While a helicopter surveyed them from above and Ontario Provincial Police closed roads in front of them, protestors passed the area where new developments are planned to process natural gas from oil shale deposits in the U.S., forced from the earth by the controversial process of fracking. Nova Chemicals plans to spend millions on its Sarnia-area plant to store natural gas from the American deposits in underground caverns, and process it. Shell Canada plans to build a new natural gas processing plant on the south side of the reserve in 2014 that will convert gas into as much as 400,000 gallons per day of super-cooled liquid that will be shipped out by Great Lakes tankers.

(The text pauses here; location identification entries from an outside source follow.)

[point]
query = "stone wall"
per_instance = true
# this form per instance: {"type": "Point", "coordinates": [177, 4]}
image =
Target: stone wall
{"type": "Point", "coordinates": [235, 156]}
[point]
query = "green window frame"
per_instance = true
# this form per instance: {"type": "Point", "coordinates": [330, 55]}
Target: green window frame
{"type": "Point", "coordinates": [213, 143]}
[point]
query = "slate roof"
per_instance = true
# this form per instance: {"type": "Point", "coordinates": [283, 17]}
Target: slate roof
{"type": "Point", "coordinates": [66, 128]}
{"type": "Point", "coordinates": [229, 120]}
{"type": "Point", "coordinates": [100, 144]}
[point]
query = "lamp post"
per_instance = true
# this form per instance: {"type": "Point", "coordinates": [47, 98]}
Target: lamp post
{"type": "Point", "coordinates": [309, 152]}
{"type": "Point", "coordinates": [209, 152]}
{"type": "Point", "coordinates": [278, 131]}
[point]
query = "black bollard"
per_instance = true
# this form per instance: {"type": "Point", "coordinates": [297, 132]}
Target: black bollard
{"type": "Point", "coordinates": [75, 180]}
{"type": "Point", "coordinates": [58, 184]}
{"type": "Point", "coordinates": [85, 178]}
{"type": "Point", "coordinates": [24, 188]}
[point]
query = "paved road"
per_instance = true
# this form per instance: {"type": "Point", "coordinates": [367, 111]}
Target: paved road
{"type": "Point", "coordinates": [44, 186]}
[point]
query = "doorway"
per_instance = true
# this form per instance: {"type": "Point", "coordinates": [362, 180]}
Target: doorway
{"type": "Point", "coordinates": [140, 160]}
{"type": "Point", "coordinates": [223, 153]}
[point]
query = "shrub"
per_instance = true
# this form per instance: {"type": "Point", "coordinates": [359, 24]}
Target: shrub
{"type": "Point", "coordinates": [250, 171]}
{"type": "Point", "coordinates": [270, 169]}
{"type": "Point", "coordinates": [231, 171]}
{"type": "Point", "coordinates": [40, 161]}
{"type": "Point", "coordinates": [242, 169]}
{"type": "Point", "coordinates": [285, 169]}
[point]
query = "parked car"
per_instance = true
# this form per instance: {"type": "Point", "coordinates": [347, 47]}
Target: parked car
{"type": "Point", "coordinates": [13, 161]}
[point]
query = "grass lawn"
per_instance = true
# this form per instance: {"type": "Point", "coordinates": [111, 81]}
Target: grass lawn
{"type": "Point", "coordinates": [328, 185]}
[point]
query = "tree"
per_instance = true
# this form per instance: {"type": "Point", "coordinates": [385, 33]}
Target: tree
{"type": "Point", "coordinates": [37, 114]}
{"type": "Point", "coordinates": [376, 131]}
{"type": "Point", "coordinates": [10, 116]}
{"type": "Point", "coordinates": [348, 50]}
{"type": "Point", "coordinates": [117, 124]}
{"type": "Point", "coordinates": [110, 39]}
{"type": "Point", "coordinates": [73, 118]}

Living in the midst of oil and gas refineries and chemical plants is nothing new for the people of Aamjiwanang, who live smack dab in the middle of Canada’s Chemical Valley: a 15 square mile area home to 40% of Canada’s petrochemical industry. Yet the new threat on the horizon is the possible arrival of actual fracking operations in an already crowded industrial landscape.

The Aamjiwnaang First Nation community has rallied in Sarnia. Photo by Colin Graf. "We've had industry reps coming to Aamjiwnaang and talking about fracking. We won't stand by and see these companies come and destroy our land," said Gray. "We're standing in solidarity with the Elsiepogtog (New Brunswick First nation) and other communities that have stood up to fracking." Several companies were sniffing around the Sarnia area in 2011 with hopes of fracking natural gas from shale gas deposits in the area, similar to those being mined in Pennsylvania and New York State. One of them, Calgary-based Mooncor Oil & Gas, had leases on over 20,000 acres of land south of Sarnia to explore for oil or gas at the time. Mooncor CEO Allen Lone said by email this week the company has no immediate plans to start work, as it is going through financial re-structuring. Although some of those leases have expired, the company will begin drilling when their finances are straightened out. Meanwhile, the threat of fracking is still a real concern for the people of Aamjiwnaang. According to Vanessa Gray, this most recent Toxic Tour protest helps show the Idle No More movement among native people is still strong in Ontario. The protest took place one year after Aamjiwnaang members blockaded a rail line crossing the reserve for 13 days in support of Idle No More.

The spirit of defiance resonates in Gray’s voice as she adds, “This is our territory, this is our land, and there’s no consultation about new development. If we don’t say yes, they have no right to do it.”